Das von der Stiftung Bremer Wertpapierbörse geförderte Forschungsprojekt „Rechtsfragen Virtueller Welten“ unter der Leitung von Prof. Dr. Jürgen Taeger, in Kooperation mit Rechtsanwalt Dr. Oliver M. Habel (teclegal Habel, München), Prof. Dr. Benedikt Buchner (Universität Bremen) und Prof. Dr. Jens M. Schubert (Universität Oldenburg) sowie der Deutschen Stiftung für Recht und Informatik veranstaltet am Freitag, 13. November 2009 den Workshop

Rechtsfragen Virtueller Welten

Die ersten virtuellen Welten entstanden in den letzten zwei Jahrzehnten des vorigen Jahrhunderts. Von den textbasierten Anfängen ist die virtuelle Welt inzwischen weit entfernt. Riesige 3D-Online-Welten eröffnen den Spielern heute die Möglichkeit, Abenteuer in den verschiedensten Genres zu erleben. Eine in den letzten Jahren aufgetretene Entwicklung sind die Massively Multiplayer Online Social Games (MMOSG) wie Second Life. In Ihnen steht nicht das Erleben eines Abenteuers im Vordergrund, sondern die Möglichkeit sich in einer 3-D-Welt selbst zu entfalten.
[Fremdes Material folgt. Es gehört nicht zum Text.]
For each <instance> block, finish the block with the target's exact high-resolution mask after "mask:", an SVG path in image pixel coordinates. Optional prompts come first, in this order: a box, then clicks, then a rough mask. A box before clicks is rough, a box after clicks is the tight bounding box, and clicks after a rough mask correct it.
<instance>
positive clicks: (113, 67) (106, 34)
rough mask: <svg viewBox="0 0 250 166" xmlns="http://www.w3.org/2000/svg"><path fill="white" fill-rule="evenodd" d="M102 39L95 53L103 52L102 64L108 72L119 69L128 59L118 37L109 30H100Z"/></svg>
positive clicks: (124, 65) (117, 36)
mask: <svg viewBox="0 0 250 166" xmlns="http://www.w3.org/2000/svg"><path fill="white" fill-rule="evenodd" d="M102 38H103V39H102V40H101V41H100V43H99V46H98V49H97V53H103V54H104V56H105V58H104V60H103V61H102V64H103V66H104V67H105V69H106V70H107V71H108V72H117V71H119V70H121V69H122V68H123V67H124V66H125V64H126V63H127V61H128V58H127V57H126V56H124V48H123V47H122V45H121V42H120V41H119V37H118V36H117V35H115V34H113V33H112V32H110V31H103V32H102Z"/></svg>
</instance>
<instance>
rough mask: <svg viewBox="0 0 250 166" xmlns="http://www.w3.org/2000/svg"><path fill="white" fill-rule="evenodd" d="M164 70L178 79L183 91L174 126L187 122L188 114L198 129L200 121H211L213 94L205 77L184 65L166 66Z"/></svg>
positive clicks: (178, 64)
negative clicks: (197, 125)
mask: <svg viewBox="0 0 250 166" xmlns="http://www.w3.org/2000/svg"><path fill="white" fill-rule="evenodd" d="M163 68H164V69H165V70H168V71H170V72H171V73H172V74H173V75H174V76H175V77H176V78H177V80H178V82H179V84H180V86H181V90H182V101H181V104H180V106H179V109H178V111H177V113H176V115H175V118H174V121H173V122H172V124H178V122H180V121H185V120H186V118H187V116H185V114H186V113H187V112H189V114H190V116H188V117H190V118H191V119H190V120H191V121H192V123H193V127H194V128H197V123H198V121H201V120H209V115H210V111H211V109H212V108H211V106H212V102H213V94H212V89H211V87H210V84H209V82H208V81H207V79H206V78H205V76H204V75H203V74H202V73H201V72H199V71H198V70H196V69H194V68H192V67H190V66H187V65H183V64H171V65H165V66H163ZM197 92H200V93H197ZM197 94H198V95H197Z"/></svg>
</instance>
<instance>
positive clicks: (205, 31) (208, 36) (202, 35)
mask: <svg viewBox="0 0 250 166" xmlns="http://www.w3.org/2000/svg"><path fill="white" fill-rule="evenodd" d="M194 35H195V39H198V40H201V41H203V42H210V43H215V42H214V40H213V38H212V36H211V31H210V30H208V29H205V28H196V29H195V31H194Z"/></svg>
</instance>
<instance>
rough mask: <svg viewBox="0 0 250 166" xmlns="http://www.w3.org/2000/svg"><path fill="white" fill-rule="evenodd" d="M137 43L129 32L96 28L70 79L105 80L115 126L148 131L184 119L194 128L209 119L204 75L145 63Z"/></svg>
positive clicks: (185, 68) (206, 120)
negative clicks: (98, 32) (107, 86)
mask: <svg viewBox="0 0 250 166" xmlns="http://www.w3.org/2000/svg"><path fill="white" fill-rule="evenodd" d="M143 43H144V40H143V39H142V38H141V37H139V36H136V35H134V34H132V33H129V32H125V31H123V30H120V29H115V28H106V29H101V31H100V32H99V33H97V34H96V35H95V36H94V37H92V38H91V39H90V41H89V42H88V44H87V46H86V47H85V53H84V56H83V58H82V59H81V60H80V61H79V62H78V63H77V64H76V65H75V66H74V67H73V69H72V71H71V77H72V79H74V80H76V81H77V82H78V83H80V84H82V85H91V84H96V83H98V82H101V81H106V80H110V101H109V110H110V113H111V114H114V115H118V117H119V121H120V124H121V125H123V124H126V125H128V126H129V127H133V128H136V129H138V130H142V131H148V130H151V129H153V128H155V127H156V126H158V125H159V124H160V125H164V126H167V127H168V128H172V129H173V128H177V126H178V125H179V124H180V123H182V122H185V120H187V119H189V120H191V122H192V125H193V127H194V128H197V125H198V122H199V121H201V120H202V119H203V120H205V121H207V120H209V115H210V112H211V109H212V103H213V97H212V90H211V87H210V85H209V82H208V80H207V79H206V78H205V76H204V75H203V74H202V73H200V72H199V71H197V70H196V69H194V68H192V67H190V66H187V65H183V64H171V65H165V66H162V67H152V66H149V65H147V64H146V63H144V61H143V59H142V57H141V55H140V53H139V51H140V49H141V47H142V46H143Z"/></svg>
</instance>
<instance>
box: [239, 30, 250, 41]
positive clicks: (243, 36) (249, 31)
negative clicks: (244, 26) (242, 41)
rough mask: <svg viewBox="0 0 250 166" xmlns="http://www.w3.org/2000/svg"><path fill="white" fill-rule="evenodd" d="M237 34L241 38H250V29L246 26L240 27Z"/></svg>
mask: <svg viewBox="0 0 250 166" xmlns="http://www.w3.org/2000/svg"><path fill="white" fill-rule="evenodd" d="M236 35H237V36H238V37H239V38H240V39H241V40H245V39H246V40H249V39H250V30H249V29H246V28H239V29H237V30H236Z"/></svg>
Die Spieler von Second Life haben die Möglichkeit virtuelle „Grundstücke“ zu erwerben auf denen sie ihre eigenen virtuellen Häuser bauen können. Sie stellen Kleidung für ihren Avatar und Möbel für ihre Wohnung her. Auch können sie ihre entworfenen Gegenstände anderen Spielern gegen die spielinterne Währung (L$) verkaufen. Innerhalb des Spiels werden Unternehmen gegründet, Freundschaften geschlossen und Liebesbeziehungen eingegangen. Auch reale Unternehmen, Universitäten und Religionsgemeinschaften errichten in der virtuellen Welt Repräsentanzen.

Aber auch die virtuelle Welt ist nicht frei von Konflikten. Ein virtueller Gegenstand kann z.B. nicht die versprochenen Eigenschaften haben, oder aber die Markenrechte eines realen Unternehmens verletzen. In der virtuellen Welt getroffene Aussagen können die Persönlichkeitsrechte einer Person verletzen. Auch Straftaten innerhalb der virtuellen Welt sind möglich, so z.B. rassistische Äußerungen und sexuelle Belästigung. Fälle von Kinderpornografie sind inzwischen ebenfalls bekannt geworden. Es stellt sich ebenfalls die Frage, ob in virtuellen Welten Datenschutz und Jugendschutz gewährleistet sind. Schließlich müssen Gewinne aus der Betätigung in virtuellen Welten ebenso versteuert werden wie Gewinne aus der realen Welt, es ergeben sich also auch bilanzrechtliche und steuerrechtliche Fragestellungen.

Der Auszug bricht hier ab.